My likes? Just at a first quickie glance, skirt 124 in Let's Rock and the classic fitted blazer 115 in Country Star. The blazer's very similar to one in the January 2010 issue, but with larger collar/lapels. I like the January version too (um, probably better).

I see lots of other things I like, nice raglan-sleeve tees, a gorgeous sheath dress with tons of skin in the back, etc etc, but right now, gotta run!

09 January, 2010

Trim me up, Scotty!

Cap'n, I'm givin' ya all she's got:

For the rest, Scotty will transport you at warp speed to GoChanelOrGoHome. Make it so!

07 January, 2010

How to ridicule Burda....

in one easy lesson. Cross stitch for the career woman is bad enough, but: cross stitch with a drill??!! Could this be, I fear, BWOF's take on cracking the glass ceiling?

And another "get in touch with your inner guy" concept: a rough plank here, a rough plank there... you too can jigsaw this idea in no time flat. But - sit on it once, and you'll be begging your other (perhaps even better) half to get very close & personal with the splinters in your tender nethers....

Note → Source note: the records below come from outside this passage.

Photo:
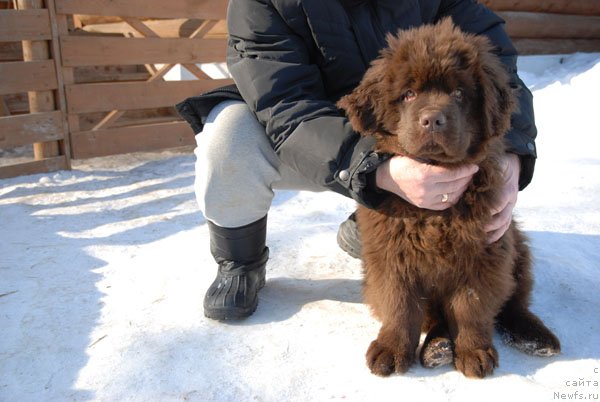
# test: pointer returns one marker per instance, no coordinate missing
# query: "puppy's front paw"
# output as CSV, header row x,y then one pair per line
x,y
383,360
476,363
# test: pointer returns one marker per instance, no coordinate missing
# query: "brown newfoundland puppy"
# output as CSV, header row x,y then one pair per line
x,y
439,95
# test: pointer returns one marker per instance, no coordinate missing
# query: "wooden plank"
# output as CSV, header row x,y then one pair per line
x,y
27,76
89,144
544,25
175,28
11,51
580,7
26,129
41,166
556,46
17,25
100,97
202,9
86,51
64,145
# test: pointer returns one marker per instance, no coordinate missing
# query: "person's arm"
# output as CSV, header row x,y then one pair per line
x,y
273,70
478,19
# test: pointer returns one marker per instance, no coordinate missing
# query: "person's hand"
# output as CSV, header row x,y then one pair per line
x,y
423,185
502,213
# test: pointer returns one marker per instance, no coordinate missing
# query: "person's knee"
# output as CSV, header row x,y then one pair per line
x,y
235,167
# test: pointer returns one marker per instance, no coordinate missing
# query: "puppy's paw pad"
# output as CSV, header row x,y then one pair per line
x,y
437,352
382,360
476,363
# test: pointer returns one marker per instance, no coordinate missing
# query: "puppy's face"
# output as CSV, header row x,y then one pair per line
x,y
435,94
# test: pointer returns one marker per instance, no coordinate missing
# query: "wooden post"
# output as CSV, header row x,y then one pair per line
x,y
39,101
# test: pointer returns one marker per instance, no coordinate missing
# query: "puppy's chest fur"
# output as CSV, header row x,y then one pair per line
x,y
424,246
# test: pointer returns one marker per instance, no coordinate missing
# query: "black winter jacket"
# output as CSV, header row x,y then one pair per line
x,y
293,59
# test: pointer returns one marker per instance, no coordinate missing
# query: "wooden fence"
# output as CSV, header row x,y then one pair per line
x,y
28,72
86,78
106,82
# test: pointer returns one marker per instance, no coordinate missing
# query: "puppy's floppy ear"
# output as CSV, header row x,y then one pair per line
x,y
499,98
361,104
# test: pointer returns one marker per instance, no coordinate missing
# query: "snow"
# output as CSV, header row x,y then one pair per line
x,y
103,270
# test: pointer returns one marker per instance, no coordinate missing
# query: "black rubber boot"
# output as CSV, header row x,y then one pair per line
x,y
349,238
242,257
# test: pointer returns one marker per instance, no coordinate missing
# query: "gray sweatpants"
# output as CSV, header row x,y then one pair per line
x,y
237,169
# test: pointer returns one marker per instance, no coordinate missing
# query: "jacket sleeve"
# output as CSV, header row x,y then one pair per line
x,y
272,68
476,18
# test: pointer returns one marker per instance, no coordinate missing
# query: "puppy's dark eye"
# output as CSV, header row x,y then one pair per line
x,y
457,94
409,96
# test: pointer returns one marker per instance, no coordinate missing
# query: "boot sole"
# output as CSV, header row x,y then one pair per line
x,y
233,313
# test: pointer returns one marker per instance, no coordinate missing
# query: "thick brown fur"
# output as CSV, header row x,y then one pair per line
x,y
434,270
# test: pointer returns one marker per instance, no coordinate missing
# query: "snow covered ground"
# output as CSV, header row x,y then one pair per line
x,y
103,270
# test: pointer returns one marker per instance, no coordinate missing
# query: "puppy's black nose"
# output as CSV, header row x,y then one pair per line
x,y
432,120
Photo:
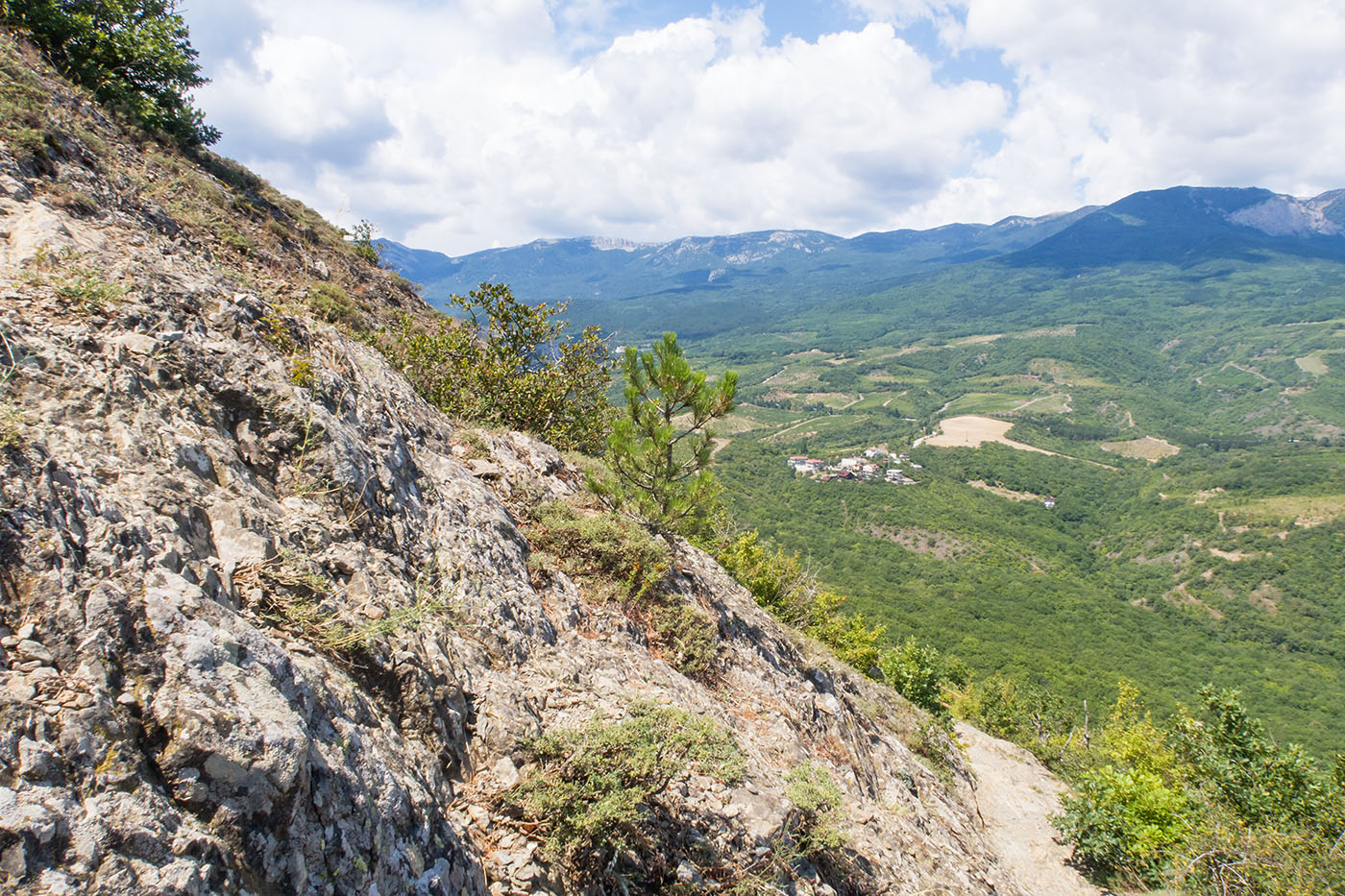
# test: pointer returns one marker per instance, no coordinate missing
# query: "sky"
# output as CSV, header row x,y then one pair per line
x,y
460,125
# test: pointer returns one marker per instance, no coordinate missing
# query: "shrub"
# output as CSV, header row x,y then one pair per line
x,y
618,559
134,56
602,545
917,673
818,799
331,304
594,787
522,370
362,244
1125,824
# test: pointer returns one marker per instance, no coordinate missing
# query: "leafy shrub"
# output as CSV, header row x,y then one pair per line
x,y
780,584
594,788
1125,824
331,304
362,242
1260,782
618,559
818,799
134,56
1224,858
1210,805
522,370
605,545
917,673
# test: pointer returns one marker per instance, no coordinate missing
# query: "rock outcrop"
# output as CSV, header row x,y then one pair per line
x,y
268,621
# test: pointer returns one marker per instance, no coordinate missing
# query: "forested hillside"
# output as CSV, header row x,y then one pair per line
x,y
1183,354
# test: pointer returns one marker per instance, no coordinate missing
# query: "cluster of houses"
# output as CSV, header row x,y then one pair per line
x,y
876,463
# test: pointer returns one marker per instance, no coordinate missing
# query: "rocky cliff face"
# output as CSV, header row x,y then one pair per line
x,y
268,621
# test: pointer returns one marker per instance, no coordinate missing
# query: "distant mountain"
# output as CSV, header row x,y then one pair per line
x,y
702,285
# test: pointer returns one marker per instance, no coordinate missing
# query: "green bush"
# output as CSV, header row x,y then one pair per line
x,y
780,584
920,674
518,369
331,304
818,799
622,552
134,56
1210,805
618,559
1125,825
594,787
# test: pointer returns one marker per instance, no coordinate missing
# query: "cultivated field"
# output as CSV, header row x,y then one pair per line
x,y
972,432
1146,448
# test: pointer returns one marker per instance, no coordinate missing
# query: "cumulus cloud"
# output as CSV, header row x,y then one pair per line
x,y
1115,98
474,123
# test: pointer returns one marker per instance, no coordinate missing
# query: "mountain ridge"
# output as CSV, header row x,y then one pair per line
x,y
1179,225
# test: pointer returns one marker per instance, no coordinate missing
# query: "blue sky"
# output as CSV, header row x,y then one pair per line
x,y
466,124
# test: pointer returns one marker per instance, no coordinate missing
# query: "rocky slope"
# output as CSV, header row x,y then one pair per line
x,y
269,624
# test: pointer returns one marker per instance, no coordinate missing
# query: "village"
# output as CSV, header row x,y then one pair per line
x,y
876,463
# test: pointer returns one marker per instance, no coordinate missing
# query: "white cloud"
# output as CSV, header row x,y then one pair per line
x,y
466,124
1115,98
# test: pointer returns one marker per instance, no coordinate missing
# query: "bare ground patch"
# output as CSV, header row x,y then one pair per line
x,y
1005,493
1147,448
974,430
923,541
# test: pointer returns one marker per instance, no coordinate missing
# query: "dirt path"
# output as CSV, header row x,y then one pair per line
x,y
1017,797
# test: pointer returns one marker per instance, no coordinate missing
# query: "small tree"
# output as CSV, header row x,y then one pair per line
x,y
661,449
131,54
518,368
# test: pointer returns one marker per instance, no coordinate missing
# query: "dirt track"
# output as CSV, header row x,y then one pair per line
x,y
1017,797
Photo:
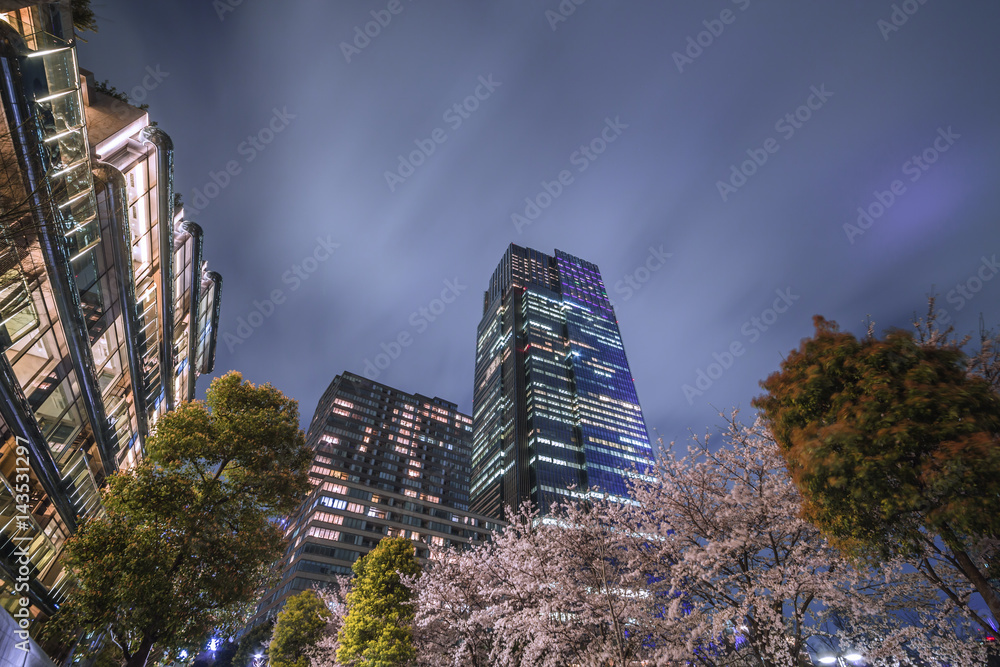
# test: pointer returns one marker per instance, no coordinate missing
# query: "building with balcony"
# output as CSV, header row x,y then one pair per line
x,y
387,463
108,312
556,414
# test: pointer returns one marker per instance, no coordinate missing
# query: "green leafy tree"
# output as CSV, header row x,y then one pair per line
x,y
894,445
300,625
254,642
378,628
189,535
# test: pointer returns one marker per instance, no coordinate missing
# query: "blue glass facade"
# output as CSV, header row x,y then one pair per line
x,y
555,408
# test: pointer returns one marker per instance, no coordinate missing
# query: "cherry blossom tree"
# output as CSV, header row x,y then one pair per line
x,y
547,592
750,582
324,652
711,563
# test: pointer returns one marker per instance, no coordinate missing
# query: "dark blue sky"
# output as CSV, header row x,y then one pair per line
x,y
868,86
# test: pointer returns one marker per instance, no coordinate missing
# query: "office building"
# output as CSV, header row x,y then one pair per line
x,y
108,312
387,463
555,409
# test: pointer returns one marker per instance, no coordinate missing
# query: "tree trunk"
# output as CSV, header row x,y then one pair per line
x,y
981,583
138,658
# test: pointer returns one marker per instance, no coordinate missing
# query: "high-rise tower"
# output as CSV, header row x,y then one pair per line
x,y
108,312
555,406
387,464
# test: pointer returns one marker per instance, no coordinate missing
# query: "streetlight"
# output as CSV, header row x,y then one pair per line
x,y
841,660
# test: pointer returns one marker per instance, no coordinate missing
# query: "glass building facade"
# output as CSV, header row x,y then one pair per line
x,y
107,310
555,408
387,463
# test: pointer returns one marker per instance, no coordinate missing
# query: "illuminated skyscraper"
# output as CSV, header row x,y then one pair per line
x,y
555,406
387,464
108,313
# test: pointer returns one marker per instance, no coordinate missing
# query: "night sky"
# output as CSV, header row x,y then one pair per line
x,y
705,155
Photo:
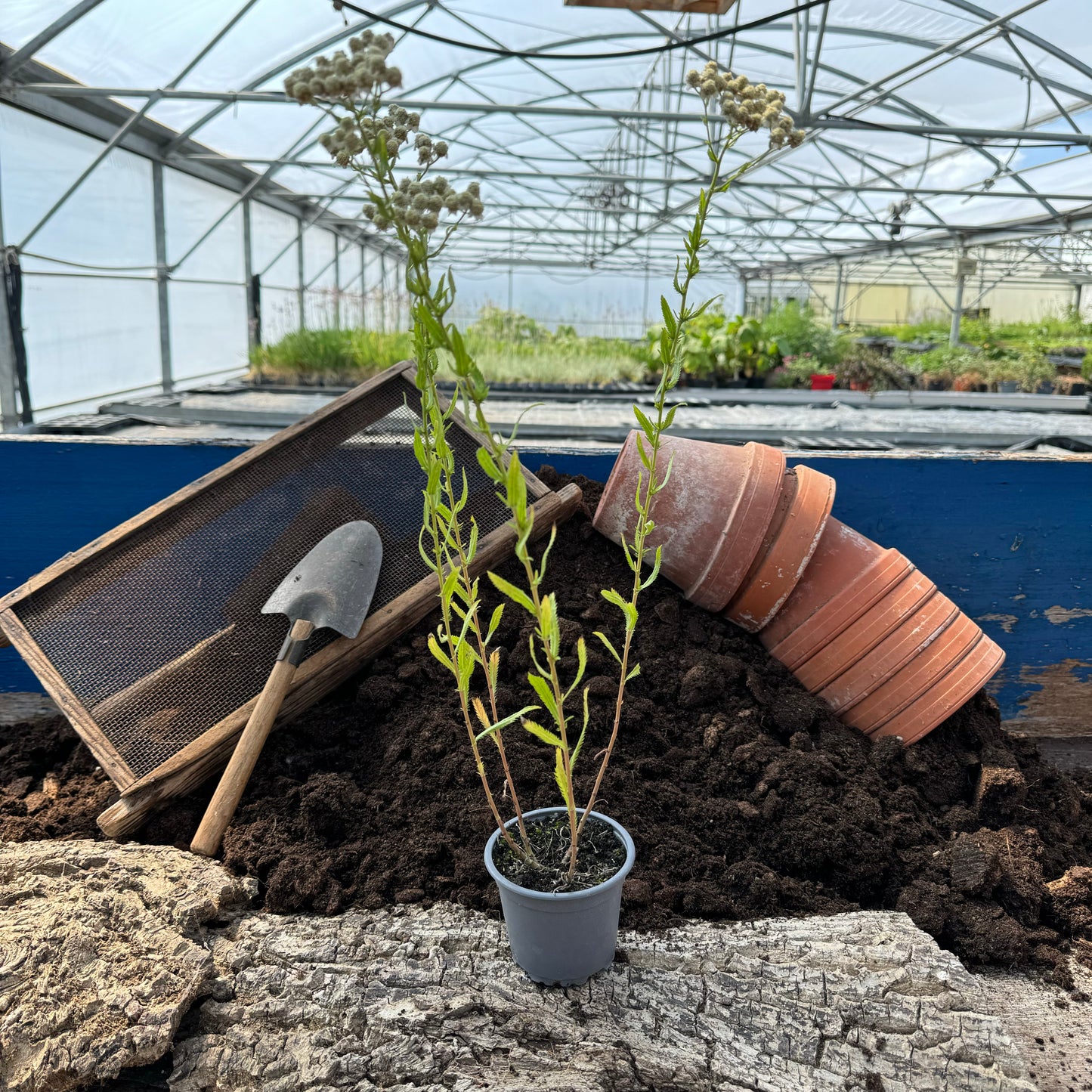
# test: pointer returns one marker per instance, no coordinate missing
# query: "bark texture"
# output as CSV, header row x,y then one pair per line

This one, actually, is cute, I admire its unintentional pun: rock=skirt. How Ferry Cherrman!!! Until you, wearing your perfect new pencil-rock #114, sit on it, and snag your hose on the gazillions of brass nails just waiting to grab your thighs! Who'll be spitting nails then? Who, I ask, dreamt this up?!

Next! who amongst you has the ... (time? inclination?) to sew together dozens of ugly critters (what are they, mice? EEEK!! or rats...??? EWWWW!!!!), just for the dubious pleasure of sitting on a lumpy mound of self-sharpening teeth. Tiptoeing through a minefield of mousetraps each time you wish to try the seating arrangement?!

Doilies on chairs?! with red pompoms? and, judging by the background, cross-stitched white chairs to match?!!! Puh-leeze. A little static electricity, and that doily will stand up right with you, and make you, not the chair, the butt of everyone's amusement.

The piece de resistance: silk brocade book covers. How the Dickens will I ever find my ratty old David Copperfield?! He was right there in front of me, before his spine got all spiffied up!

An appeal to BWOF: there are so many craft-oriented mags out there, honestly you don't need to tip your hat to them. Us BWOF fans really love you - yeah, we really do - I really DO - for your garment patterns. So ease up, and save 6 pages of paper, ink, and person-time, per issue, and - PLEASE!!!! - release the crafty folk to the crafty mags.

04 January, 2010

Pepper Paisley coat dress: almost, almost there

I coulda, shoulda had it finished already, but after spending 7.5 hrs driving home from NYC on Friday in slightly abysmal conditions (saw two cars spun off the road, but hey, have 4x4 will stick to road), a weekend of mostly goofing off was too delicious.

Did I line it? No! I'm one of the rare dinosaurs who wear full slips.

So, yet to come, stretch lace seam binding on the facing, and buttonholes. I tried to make my Kenmore buttonholer gadget (came with my Ultra Stitch 12) work yesterday and totally failed. Cri de coeur: would anyone out there have instructions for the beast?